Monotheism and anthropomorphism

Xenophanes famously lambasted Greek religion for its anthropomorphism:

if cattle or lions had hands, so as to paint with their hands and produce works of art as men do, they would paint their gods and give them bodies in form like their own-horses like horses, cattle like cattle.

Two and a half millenia later, accusations of anthropomorphism continue to be made against monotheistic religions, typically by naturalists.

I was thinking about this, and had an odd thought. According to monotheism, the root of all explanation is the activity of God. According to standard naturalism, the root of all explanation is the activity of the fundamental physical entities, either particles or fields. But humans are more like fundamental physical entities than like the God of the monotheistic religions.

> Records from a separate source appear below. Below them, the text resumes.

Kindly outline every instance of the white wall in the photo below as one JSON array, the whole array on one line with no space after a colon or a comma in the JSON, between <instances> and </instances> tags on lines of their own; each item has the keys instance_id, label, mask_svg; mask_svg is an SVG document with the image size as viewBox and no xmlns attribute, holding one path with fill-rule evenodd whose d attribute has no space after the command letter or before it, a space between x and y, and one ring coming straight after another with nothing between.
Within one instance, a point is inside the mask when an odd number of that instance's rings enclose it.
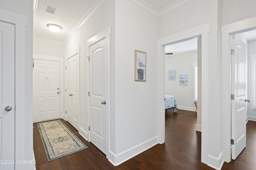
<instances>
[{"instance_id":1,"label":"white wall","mask_svg":"<svg viewBox=\"0 0 256 170\"><path fill-rule=\"evenodd\" d=\"M174 96L178 108L194 111L194 102L193 62L197 62L196 51L173 55L165 57L165 94ZM168 70L176 70L175 80L168 79ZM188 85L179 84L180 74L188 74Z\"/></svg>"},{"instance_id":2,"label":"white wall","mask_svg":"<svg viewBox=\"0 0 256 170\"><path fill-rule=\"evenodd\" d=\"M251 65L251 55L256 55L256 40L251 41L248 41L248 98L251 100L250 102L247 102L247 114L248 116L248 119L249 120L256 121L256 110L252 109L252 93L253 92L252 91L252 82L253 80L252 78L251 69L252 66Z\"/></svg>"},{"instance_id":3,"label":"white wall","mask_svg":"<svg viewBox=\"0 0 256 170\"><path fill-rule=\"evenodd\" d=\"M202 56L202 60L208 60L209 64L207 70L202 70L208 74L208 80L202 80L206 84L202 87L203 90L206 90L208 94L208 98L202 101L202 107L207 111L202 110L202 161L216 168L221 167L223 161L220 113L222 1L190 1L160 16L158 31L160 38L209 23L209 56L207 59Z\"/></svg>"},{"instance_id":4,"label":"white wall","mask_svg":"<svg viewBox=\"0 0 256 170\"><path fill-rule=\"evenodd\" d=\"M15 119L16 120L15 158L16 160L33 160L33 120L31 104L32 103L33 1L1 0L0 8L26 18L26 26L24 28L24 32L18 32L19 37L24 35L25 39L22 39L22 41L19 42L16 47L16 49L19 49L20 53L16 55L19 57L18 58L16 59L16 62L19 62L18 64L16 66L16 88L19 90L15 94ZM20 39L16 39L16 41L20 40ZM17 164L16 168L32 169L34 166L33 164Z\"/></svg>"},{"instance_id":5,"label":"white wall","mask_svg":"<svg viewBox=\"0 0 256 170\"><path fill-rule=\"evenodd\" d=\"M128 0L116 1L115 16L115 131L110 146L118 164L158 143L158 18ZM134 81L136 49L147 53L146 82Z\"/></svg>"},{"instance_id":6,"label":"white wall","mask_svg":"<svg viewBox=\"0 0 256 170\"><path fill-rule=\"evenodd\" d=\"M60 42L44 40L34 37L33 53L63 58L63 46Z\"/></svg>"}]
</instances>

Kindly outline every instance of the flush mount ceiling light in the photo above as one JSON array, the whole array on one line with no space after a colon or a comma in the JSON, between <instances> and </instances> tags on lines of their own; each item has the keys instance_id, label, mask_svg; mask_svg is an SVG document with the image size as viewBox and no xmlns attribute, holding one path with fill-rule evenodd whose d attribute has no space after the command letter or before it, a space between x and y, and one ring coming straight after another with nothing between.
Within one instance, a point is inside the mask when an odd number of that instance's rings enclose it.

The difference between us and the fundamental physical entities is merely finite. The difference between us and God is infinite. Thus, in an important sense, it is standard naturalism that is more anthropomorphic in its fundamental explanatory agents than monotheism.

If we do not feel this—if we feel ourselves more God-like than electron-like—then we are infinitely elevating ourselves or infinitely demoting God or both.

That said, the three Western monotheistic religions do think that the physical universe is made for us. Thus, while the religions are not anthropomorphic, they do have an anthropocentric view of our physical universe. Interestingly, though, to some (albeit lesser) extent so does the most plausible current naturalist view, namely a multiverse theory together with the weak anthropic principle.